New publication! Experimental Directory Structure (Exdir): An Alternative to HDF5 Without Introducing a New File Format
In this paper the authors propose a standardized storage solution for the wide range of data formats developed by different research groups and commercial companies.
An alternative storage solution that improves on certain drawbacks of Hierarchical Data Format 5 (HDF5) is to use directories in the file system to define a hierarchy, and store data in binary files, and metadata in text files. While this strategy can be deployed in various ways by research groups, no common standard for such a storage solution exists. Experimental Directory Structure (Exdir) is a proposal to standardize this storage solution. We envision the establishment of such a standard and present Exdir to the community as a starting point.
Title: Experimental Directory Structure (Exdir): An Alternative to HDF5 Without Introducing a New File Format
Authors: Svenn-Arne Dragley, Milad Hobbi Mobarhan, Mikkel E. Lepperød, Simen Tennøe, Marianne Fyhn, Torkel Hafting and Anders Malthe-Sørenssen.

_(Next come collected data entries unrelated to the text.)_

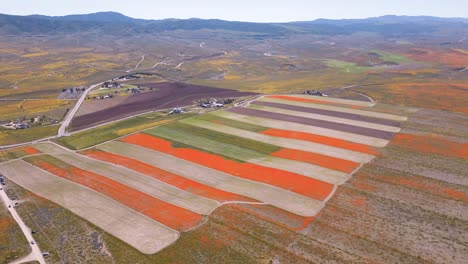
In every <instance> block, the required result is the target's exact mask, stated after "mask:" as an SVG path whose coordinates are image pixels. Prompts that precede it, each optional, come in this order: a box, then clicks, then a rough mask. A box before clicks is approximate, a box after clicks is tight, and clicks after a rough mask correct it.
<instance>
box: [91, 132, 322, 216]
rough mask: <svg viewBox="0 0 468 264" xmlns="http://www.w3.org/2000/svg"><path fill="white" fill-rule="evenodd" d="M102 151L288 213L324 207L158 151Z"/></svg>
mask: <svg viewBox="0 0 468 264" xmlns="http://www.w3.org/2000/svg"><path fill="white" fill-rule="evenodd" d="M99 149H100V150H103V151H106V152H108V153H113V154H117V155H122V156H124V157H134V158H136V159H138V160H141V161H142V162H144V163H146V164H149V165H152V166H156V167H158V168H161V169H163V170H167V171H170V172H172V173H175V174H177V175H180V176H182V177H184V178H186V179H191V180H193V181H196V182H199V183H202V184H206V185H207V186H211V187H213V188H216V189H218V190H223V191H227V192H232V193H236V194H239V195H243V196H246V197H251V198H253V199H255V200H258V201H263V202H265V203H268V204H272V205H274V206H276V207H279V208H283V209H284V210H288V211H292V212H294V213H295V214H298V215H313V214H314V213H315V211H316V210H318V208H320V207H321V203H320V202H319V201H317V200H315V199H310V198H307V197H305V196H302V195H297V194H295V193H293V192H289V191H287V190H284V189H281V188H277V187H274V186H272V185H269V184H264V183H261V182H257V181H252V180H248V179H243V178H241V177H232V175H229V174H227V173H223V172H221V171H218V170H214V169H210V168H208V167H205V166H202V165H199V164H196V163H192V162H190V161H187V160H184V159H180V158H177V157H174V156H171V155H169V154H165V153H163V152H159V151H156V150H152V149H148V148H144V147H140V146H136V145H133V144H126V143H122V142H118V141H115V142H109V143H106V144H104V145H101V146H99ZM280 197H281V198H280ZM279 198H280V199H279Z"/></svg>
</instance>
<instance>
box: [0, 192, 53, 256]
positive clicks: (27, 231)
mask: <svg viewBox="0 0 468 264" xmlns="http://www.w3.org/2000/svg"><path fill="white" fill-rule="evenodd" d="M0 197H1V199H2V200H3V203H4V204H5V206H6V207H7V208H8V206H10V208H8V210H9V211H10V213H11V215H12V216H13V219H15V221H16V222H17V223H18V225H19V227H20V228H21V231H23V234H24V236H25V237H26V239H27V240H28V241H29V242H32V241H34V238H33V237H32V234H31V229H30V228H29V227H27V226H26V224H25V223H24V222H23V220H22V219H21V217H20V216H19V215H18V213H17V212H16V209H15V207H14V203H13V202H12V201H11V200H10V198H9V197H8V195H7V194H6V193H5V190H4V189H3V188H2V190H0ZM29 245H30V246H31V249H32V251H31V253H30V254H28V255H27V256H25V257H22V258H20V259H18V260H16V261H13V262H11V263H10V264H16V263H24V262H29V261H34V260H36V261H38V262H39V263H41V264H45V263H46V262H45V260H44V257H43V256H42V252H41V249H40V248H39V246H38V245H37V243H34V244H31V243H30V244H29Z"/></svg>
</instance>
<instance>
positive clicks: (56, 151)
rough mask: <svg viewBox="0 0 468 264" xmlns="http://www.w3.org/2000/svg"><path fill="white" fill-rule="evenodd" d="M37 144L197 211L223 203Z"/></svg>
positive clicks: (39, 147)
mask: <svg viewBox="0 0 468 264" xmlns="http://www.w3.org/2000/svg"><path fill="white" fill-rule="evenodd" d="M34 147H35V148H37V149H39V150H40V151H42V152H44V153H53V156H54V157H55V158H57V159H60V160H62V161H64V162H66V163H68V164H70V165H73V166H75V167H78V168H80V169H83V170H86V171H90V172H94V173H97V174H100V175H103V176H105V177H107V178H109V179H112V180H115V181H117V182H120V183H122V184H125V185H127V186H129V187H132V188H134V189H136V190H138V191H141V192H144V193H146V194H149V195H151V196H153V197H155V198H158V199H161V200H163V201H165V202H168V203H171V204H173V205H177V206H180V207H182V208H185V209H187V210H190V211H193V212H195V213H199V214H204V215H208V214H210V213H211V212H212V211H213V210H214V209H216V208H217V207H218V206H219V205H220V203H219V202H217V201H214V200H211V199H208V198H204V197H201V196H198V195H195V194H192V193H189V192H186V191H184V190H181V189H178V188H176V187H174V186H172V185H169V184H167V183H164V182H161V181H159V180H157V179H154V178H151V177H148V176H146V175H144V174H141V173H138V172H136V171H133V170H130V169H127V168H125V167H117V166H115V165H114V164H110V163H107V162H102V161H99V160H95V159H92V158H89V157H86V156H83V155H79V154H76V153H74V152H71V151H67V150H65V149H62V148H61V147H59V146H56V145H54V144H50V143H41V144H37V145H35V146H34Z"/></svg>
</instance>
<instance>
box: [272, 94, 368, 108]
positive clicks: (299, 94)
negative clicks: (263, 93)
mask: <svg viewBox="0 0 468 264" xmlns="http://www.w3.org/2000/svg"><path fill="white" fill-rule="evenodd" d="M281 96H285V97H292V98H300V99H306V100H307V99H309V100H317V101H323V102H330V103H337V104H346V105H354V106H362V107H372V106H374V105H375V103H371V102H364V101H357V100H348V99H341V98H333V97H323V96H320V97H319V96H310V95H305V94H288V95H281ZM267 97H269V96H267Z"/></svg>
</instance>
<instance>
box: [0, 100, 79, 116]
mask: <svg viewBox="0 0 468 264" xmlns="http://www.w3.org/2000/svg"><path fill="white" fill-rule="evenodd" d="M72 106H73V101H71V100H54V99H39V100H18V101H3V102H0V120H1V121H8V120H15V119H17V118H24V119H30V118H34V117H37V116H40V115H45V116H47V117H48V118H52V119H55V120H61V119H62V118H63V116H64V115H65V113H66V111H67V109H68V108H71V107H72Z"/></svg>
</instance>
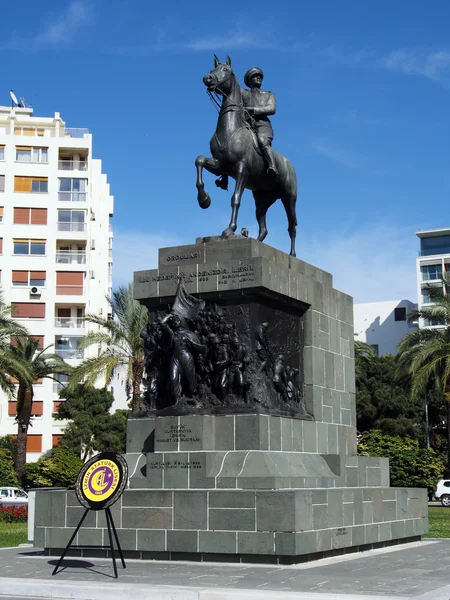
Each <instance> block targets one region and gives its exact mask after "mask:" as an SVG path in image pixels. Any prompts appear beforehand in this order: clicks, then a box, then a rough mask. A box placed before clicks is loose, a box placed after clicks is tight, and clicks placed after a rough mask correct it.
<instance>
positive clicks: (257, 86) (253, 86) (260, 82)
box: [250, 73, 262, 88]
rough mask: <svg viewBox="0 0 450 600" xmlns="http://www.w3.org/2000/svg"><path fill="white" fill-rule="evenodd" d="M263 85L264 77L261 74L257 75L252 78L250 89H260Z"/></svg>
mask: <svg viewBox="0 0 450 600" xmlns="http://www.w3.org/2000/svg"><path fill="white" fill-rule="evenodd" d="M261 84H262V77H261V75H260V74H259V73H255V75H252V76H251V77H250V87H251V88H252V87H258V88H260V87H261Z"/></svg>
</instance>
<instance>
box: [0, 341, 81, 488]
mask: <svg viewBox="0 0 450 600" xmlns="http://www.w3.org/2000/svg"><path fill="white" fill-rule="evenodd" d="M38 345H39V341H38V340H33V339H31V338H29V337H27V338H15V343H14V344H12V345H10V348H9V351H8V353H9V354H10V356H11V357H12V359H11V365H10V370H9V372H8V373H9V375H11V376H13V377H14V378H15V379H17V381H18V387H17V392H16V394H17V396H16V411H17V416H16V421H17V443H16V456H15V470H16V473H17V477H18V479H19V483H20V484H21V485H23V483H24V476H25V464H26V456H27V436H28V428H29V426H30V422H31V409H32V405H33V396H34V391H33V383H35V382H36V381H38V380H40V379H44V378H49V379H54V374H56V373H66V374H68V373H69V371H70V366H69V365H68V364H66V363H65V362H64V361H63V359H62V358H61V357H59V356H57V355H56V354H46V350H48V348H49V347H47V348H45V349H44V350H38ZM15 365H17V366H18V368H16V367H15Z"/></svg>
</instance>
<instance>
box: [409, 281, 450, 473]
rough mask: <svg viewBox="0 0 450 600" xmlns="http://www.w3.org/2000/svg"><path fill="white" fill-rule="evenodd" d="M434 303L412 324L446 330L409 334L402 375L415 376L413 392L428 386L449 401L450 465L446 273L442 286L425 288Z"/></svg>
mask: <svg viewBox="0 0 450 600" xmlns="http://www.w3.org/2000/svg"><path fill="white" fill-rule="evenodd" d="M424 289H425V290H426V291H427V293H428V294H429V297H430V300H431V302H432V304H431V305H430V306H427V307H422V308H421V309H419V310H414V311H412V312H411V313H410V314H409V315H408V320H409V321H416V320H418V319H419V318H422V319H427V320H428V321H429V322H431V323H436V324H442V325H443V327H444V328H443V329H416V330H415V331H412V332H411V333H408V334H406V336H405V337H404V338H403V339H402V341H401V342H400V344H399V346H398V351H399V354H398V366H399V373H401V374H405V373H406V374H408V375H409V376H410V377H411V393H412V394H413V395H414V396H420V395H422V394H423V395H425V393H426V388H427V386H428V385H430V384H431V385H434V387H435V388H436V389H437V390H438V391H439V392H440V393H442V395H443V397H444V399H445V400H446V402H447V440H448V464H449V466H450V276H449V275H447V274H445V275H444V277H443V280H442V286H439V287H436V286H433V285H427V286H425V288H424Z"/></svg>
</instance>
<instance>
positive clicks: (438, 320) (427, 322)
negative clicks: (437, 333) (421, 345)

Journal: Front. Neuroinform., 13 April 2018
Abstract: Natural sciences generate an increasing amount of data in a wide range of formats developed by different research groups and commercial companies. At the same time there is a growing desire to share data along with publications in order to enable reproducible research. Open formats have publicly available specifications which facilitate data sharing and reproducible research. Hierarchical Data Format 5 (HDF5) is a popular open format widely used in neuroscience, often as a foundation for other, more specialized formats. However, drawbacks related to HDF5's complex specification have initiated a discussion for an improved replacement. We propose a novel alternative, the Experimental Directory Structure (Exdir), an open specification for data storage in experimental pipelines which amends drawbacks associated with HDF5 while retaining its advantages. HDF5 stores data and metadata in a hierarchy within a complex binary file which, among other things, is not human-readable, not optimal for version control systems, and lacks support for easy access to raw data from external applications. Exdir, on the other hand, uses file system directories to represent the hierarchy, with metadata stored in human-readable YAML files, datasets stored in binary NumPy files, and raw data stored directly in subdirectories. Furthermore, storing data in multiple files makes it easier to track for version control systems. Exdir is not a file format in itself, but a specification for organizing files in a directory structure. Exdir uses the same abstractions as HDF5 and is compatible with the HDF5 Abstract Data Model. Several research groups are already using data stored in a directory hierarchy as an alternative to HDF5, but no common standard exists. This complicates and limits the opportunity for data sharing and development of common tools for reading, writing, and analyzing data. Exdir facilitates improved data storage, data sharing, reproducible research, and novel insight from interdisciplinary collaboration. With the publication of Exdir, we invite the scientific community to join the development to create an open specification that will serve as many needs as possible and as a foundation for open access to and exchange of data.